The opinion seemed to leave little doubt that, if Arizona or another state went to court to try to establish such a constitutional power, it might well get a very sympathetic hearing, because that part of the Scalia opinion laid a very heavy stress on the power of states under the Constitution to decide who gets to vote. Indeed, that part of the opinion said that the Constitution simply does not give Congress the power to decide who can qualify, but only how federal elections are run procedurally.
It will be up to lower courts — and election-law specialists — to sort out just how to reconcile the two parts of the Court’s majority opinion. And it appears there may well be quite a few opportunities to do so, because of the rising number of efforts — particularly in states in which Republicans have control of state governments — to impose new voter ID and other restrictions on the right to vote.
If the Arizona ruling turns out, in the future, to widen the power of states to limit the right to vote, the decision might turn out to have been far more decisive than its internal contradictions suggested on first reading on Monday.

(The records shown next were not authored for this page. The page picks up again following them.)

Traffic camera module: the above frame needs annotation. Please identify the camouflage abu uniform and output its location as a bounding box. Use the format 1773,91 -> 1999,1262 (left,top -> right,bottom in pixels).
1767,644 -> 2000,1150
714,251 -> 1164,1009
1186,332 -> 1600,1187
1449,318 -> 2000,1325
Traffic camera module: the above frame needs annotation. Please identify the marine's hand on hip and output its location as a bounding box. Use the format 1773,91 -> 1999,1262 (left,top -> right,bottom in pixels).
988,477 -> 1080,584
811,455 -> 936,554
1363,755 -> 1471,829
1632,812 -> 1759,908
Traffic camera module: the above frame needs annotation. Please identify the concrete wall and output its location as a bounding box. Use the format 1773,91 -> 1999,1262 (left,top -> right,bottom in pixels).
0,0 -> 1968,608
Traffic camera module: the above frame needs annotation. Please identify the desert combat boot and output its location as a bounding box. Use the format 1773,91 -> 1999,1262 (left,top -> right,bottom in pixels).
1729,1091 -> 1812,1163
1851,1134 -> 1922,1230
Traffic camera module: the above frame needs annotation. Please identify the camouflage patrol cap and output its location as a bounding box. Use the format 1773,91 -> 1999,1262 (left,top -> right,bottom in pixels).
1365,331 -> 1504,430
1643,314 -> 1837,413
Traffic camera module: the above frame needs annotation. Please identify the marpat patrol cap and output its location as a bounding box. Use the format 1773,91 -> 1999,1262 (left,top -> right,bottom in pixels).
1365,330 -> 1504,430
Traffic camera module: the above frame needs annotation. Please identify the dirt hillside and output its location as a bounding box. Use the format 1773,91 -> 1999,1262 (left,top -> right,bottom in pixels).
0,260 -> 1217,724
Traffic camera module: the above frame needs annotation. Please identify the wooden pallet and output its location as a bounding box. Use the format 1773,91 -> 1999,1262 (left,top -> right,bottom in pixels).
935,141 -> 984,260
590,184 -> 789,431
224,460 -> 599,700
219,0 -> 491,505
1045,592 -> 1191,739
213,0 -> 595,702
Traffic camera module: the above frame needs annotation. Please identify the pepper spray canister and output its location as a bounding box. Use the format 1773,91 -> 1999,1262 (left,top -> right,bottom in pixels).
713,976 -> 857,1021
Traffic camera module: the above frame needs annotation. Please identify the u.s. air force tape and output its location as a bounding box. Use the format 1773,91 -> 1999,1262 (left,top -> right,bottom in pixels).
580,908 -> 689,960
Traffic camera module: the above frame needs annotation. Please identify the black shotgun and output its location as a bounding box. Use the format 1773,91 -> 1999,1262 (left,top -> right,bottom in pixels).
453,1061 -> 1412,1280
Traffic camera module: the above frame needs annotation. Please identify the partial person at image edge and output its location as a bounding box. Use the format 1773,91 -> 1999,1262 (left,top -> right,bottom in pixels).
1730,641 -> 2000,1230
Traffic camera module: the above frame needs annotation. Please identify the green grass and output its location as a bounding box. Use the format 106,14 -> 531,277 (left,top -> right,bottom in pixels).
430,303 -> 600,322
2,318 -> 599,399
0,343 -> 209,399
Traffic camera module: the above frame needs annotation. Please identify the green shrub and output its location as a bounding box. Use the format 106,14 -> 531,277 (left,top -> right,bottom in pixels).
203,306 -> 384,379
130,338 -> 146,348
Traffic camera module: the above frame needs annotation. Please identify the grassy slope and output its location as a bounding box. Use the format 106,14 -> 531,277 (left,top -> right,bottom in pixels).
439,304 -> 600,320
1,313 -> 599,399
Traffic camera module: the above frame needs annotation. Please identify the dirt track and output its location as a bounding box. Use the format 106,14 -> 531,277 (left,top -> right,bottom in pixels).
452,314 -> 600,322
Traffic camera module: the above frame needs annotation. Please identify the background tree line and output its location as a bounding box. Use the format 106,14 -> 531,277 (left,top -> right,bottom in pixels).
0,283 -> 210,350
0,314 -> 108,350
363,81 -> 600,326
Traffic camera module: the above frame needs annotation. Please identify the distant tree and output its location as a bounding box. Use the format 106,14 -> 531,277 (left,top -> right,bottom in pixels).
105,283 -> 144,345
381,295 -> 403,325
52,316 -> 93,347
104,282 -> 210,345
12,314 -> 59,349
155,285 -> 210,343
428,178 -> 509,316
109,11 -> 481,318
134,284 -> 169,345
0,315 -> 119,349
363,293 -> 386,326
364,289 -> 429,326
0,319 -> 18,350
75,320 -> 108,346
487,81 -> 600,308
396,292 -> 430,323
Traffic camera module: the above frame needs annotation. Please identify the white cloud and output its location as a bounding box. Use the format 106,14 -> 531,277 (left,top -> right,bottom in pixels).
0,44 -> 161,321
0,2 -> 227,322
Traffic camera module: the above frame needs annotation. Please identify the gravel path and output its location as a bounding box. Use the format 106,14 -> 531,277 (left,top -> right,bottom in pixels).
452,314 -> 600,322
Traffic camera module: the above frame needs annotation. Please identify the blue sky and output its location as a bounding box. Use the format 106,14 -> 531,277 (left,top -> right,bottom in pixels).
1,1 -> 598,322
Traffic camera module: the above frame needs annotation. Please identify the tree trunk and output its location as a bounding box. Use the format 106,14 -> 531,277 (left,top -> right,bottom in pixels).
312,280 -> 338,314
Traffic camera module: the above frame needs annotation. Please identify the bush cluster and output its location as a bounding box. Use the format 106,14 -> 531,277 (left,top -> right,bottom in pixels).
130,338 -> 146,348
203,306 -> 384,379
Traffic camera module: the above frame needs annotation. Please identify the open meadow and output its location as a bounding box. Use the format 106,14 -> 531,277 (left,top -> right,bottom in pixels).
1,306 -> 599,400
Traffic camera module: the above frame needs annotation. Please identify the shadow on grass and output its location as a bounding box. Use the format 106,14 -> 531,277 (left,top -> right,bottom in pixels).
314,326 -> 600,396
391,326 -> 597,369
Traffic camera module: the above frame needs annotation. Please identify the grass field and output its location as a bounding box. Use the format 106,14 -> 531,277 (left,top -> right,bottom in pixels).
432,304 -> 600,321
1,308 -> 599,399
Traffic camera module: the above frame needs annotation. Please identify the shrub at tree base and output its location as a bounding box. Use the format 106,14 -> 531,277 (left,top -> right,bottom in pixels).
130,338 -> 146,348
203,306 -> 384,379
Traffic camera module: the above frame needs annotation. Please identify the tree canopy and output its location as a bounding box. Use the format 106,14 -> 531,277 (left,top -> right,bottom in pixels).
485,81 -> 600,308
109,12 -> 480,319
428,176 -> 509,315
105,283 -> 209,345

The other factor worth noting here is that the Constitution only gives Congress authority to regulate Federal elections. Outside of laws such as the Voting Rights Act of 1965, Congress has no real authority over state and local elections. Theoretically, Arizona could possibly set up a completely separate registration system for such elections and the “Motor Voter” law would have no real authority over it. Realistically, this would likely be far too administratively cumbersome to be practical. Instead, states like Arizona are likely to take the steps that Denniston mentioned such as petitioning the Federal Government and Congress specifically to add to the Federal Form some requirement to provide documentation to prove citizenship such as providing a copy of a birth or naturalization certificate. Assuming that the relevant authorities declined such a request, which seems likely, the states would then be free to go to court to seek permission to impose their own additional requirements given the rejection by Federal authorities. Based on the tone of the later part of the Majority Opinion, it would seem that such an application would be treated sympathetically if it came before the Court as it exists today.